Nos últimos anos temos presenciado muitos manômetros, sensores de computadores de mergulho e power de coletes equilibradores apresentando problemas, e numa análise mais aprofundada, em diversos casos o problema estava relacionado com a presença de pó de alumínio ou resíduos de elementos de filtragens (carvão e sílica) proveniente dos cilindros de mergulho. 

O pó de alumínio é proveniente da oxidação do alumínio pelo ar com umidade, indicando que existe algum problema ligado ao sistema de filtragem e com manutenção inadequada.

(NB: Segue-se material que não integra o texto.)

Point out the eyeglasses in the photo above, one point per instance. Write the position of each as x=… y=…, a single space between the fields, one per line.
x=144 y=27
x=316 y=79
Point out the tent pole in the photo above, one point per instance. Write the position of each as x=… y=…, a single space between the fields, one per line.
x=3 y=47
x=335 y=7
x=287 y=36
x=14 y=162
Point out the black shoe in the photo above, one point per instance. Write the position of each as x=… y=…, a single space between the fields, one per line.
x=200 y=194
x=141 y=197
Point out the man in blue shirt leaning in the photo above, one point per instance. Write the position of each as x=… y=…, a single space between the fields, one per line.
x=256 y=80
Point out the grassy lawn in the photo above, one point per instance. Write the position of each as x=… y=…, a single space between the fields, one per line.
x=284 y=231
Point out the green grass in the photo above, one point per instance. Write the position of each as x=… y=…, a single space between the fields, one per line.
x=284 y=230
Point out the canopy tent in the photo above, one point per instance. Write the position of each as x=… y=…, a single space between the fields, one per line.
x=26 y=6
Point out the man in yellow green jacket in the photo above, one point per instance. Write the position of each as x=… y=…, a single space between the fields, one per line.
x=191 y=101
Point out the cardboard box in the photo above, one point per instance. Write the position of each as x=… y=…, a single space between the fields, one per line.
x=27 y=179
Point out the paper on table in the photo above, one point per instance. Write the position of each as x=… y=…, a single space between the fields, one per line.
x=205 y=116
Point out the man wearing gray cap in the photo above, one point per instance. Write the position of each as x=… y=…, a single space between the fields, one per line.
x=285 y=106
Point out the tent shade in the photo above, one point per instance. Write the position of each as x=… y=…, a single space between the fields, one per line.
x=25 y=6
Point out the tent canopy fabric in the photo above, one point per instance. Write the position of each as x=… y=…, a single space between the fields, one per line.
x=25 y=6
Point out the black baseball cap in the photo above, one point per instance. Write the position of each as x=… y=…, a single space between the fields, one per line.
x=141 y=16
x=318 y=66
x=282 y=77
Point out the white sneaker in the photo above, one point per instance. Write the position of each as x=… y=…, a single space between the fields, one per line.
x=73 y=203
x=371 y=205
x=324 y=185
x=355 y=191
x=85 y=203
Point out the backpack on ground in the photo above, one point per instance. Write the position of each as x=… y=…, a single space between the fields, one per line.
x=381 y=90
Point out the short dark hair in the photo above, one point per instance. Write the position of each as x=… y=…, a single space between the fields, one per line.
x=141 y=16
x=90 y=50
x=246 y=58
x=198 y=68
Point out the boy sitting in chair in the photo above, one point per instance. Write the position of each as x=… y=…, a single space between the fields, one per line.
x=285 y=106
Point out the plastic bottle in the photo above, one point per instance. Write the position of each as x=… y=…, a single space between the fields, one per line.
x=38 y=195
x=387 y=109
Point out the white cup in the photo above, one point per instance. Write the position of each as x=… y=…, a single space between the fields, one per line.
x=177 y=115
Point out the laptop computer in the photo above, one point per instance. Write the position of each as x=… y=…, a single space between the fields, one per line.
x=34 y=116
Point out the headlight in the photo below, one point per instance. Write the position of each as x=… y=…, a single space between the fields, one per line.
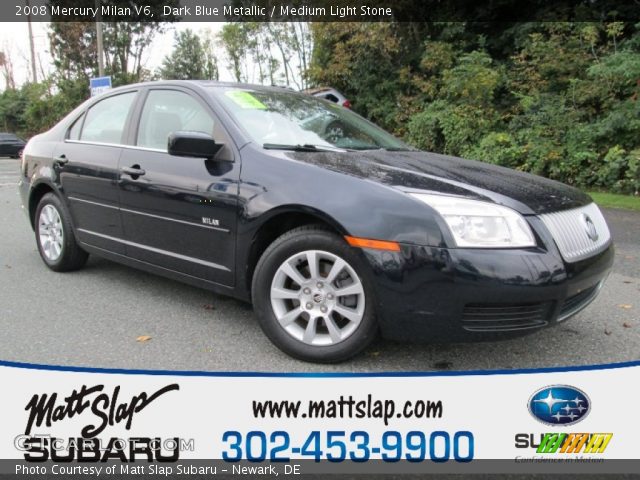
x=480 y=224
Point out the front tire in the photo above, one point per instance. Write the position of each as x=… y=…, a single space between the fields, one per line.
x=54 y=236
x=313 y=297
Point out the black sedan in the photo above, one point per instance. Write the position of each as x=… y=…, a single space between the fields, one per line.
x=334 y=237
x=11 y=145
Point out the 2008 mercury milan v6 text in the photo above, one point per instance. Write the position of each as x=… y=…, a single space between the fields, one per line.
x=333 y=228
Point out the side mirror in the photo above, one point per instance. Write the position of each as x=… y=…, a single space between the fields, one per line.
x=192 y=144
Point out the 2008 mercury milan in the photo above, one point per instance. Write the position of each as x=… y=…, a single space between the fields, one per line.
x=333 y=228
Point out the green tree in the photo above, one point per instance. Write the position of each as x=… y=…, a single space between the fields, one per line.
x=191 y=58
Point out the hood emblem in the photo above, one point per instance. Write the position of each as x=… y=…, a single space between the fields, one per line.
x=589 y=227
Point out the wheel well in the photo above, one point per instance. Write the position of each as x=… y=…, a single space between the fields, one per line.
x=34 y=199
x=277 y=226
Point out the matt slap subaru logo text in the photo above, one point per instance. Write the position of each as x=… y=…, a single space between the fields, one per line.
x=559 y=405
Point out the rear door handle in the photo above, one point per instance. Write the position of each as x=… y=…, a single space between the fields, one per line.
x=134 y=171
x=61 y=160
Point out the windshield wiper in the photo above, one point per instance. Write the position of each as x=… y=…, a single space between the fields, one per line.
x=307 y=147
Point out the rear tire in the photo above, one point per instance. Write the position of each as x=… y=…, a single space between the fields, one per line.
x=54 y=236
x=313 y=296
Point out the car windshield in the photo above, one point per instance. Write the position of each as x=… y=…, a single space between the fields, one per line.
x=290 y=120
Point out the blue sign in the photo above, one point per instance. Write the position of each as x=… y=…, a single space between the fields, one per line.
x=559 y=405
x=99 y=85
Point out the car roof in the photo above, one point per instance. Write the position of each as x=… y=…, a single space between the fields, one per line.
x=205 y=84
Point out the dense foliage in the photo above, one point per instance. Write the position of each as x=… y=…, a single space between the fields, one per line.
x=557 y=99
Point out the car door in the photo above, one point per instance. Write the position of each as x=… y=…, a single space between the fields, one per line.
x=88 y=162
x=179 y=212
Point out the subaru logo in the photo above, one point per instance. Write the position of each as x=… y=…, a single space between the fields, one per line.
x=559 y=405
x=589 y=227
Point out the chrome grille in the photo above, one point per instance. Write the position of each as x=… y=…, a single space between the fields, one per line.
x=570 y=230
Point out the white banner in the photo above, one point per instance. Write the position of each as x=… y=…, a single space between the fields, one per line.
x=579 y=415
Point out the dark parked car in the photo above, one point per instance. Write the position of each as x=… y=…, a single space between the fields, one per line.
x=11 y=145
x=241 y=190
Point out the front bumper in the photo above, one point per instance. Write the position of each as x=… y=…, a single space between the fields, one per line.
x=439 y=294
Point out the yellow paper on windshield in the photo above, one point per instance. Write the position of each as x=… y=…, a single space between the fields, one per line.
x=245 y=100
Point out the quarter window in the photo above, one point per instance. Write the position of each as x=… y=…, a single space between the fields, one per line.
x=167 y=111
x=105 y=121
x=74 y=131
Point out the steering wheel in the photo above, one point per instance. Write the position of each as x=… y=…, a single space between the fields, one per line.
x=334 y=131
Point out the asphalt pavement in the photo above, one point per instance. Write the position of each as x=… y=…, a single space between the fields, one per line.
x=94 y=317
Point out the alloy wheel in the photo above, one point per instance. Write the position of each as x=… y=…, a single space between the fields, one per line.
x=317 y=298
x=50 y=233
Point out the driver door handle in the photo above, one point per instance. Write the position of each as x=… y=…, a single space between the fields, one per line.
x=134 y=171
x=61 y=160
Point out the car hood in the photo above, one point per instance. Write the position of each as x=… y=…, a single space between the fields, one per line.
x=524 y=192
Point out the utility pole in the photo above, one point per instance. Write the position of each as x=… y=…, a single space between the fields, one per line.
x=99 y=39
x=34 y=73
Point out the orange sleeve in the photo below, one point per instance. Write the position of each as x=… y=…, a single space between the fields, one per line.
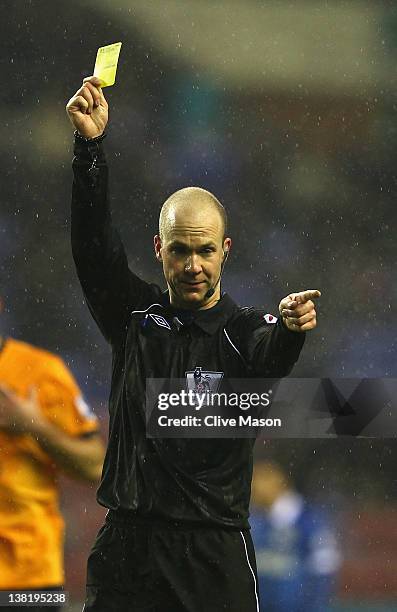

Já os resíduos de elementos filtrantes, provém de cartuchos fabricados sem os procedimentos adequados e com os cuidados essenciais.

Já a má qualidade no sistema de filtragem ocorre devido à manutenção ou montagem inadequada do sistema e do compressor, que são os responsáveis pela compressão do ar nos cilindros de mergulho.

O ar deve ser sempre seco, isento de impurezas e odores.

A manutenção inapropriada e a não substituição dos filtros no prazo determinado pelo fabricante (número de horas de uso), vai gerar transtornos aos mergulhadores, podendo inclusive, colocá-los sob risco.

Você mergulhador deve procurar recarregar os cilindros de mergulho em operadoras confiáveis, que tenham a preocupação com a qualidade do ar e com a manutenção do sistema de recargas.

Miguel Lopes
Instrutor de mergulho CMAS nº 77 desde 1990, trabalhando no mercado de mergulho há mais de 20 anos, sendo Master Technician Aqualung. Reconhecido em todo o Brasil devido ao seu grande conhecimento técnico em equipamentos de mergulho, é um dos raros inspetores formados e certificados pela Professional Scuba Inspectors (PSI) no país.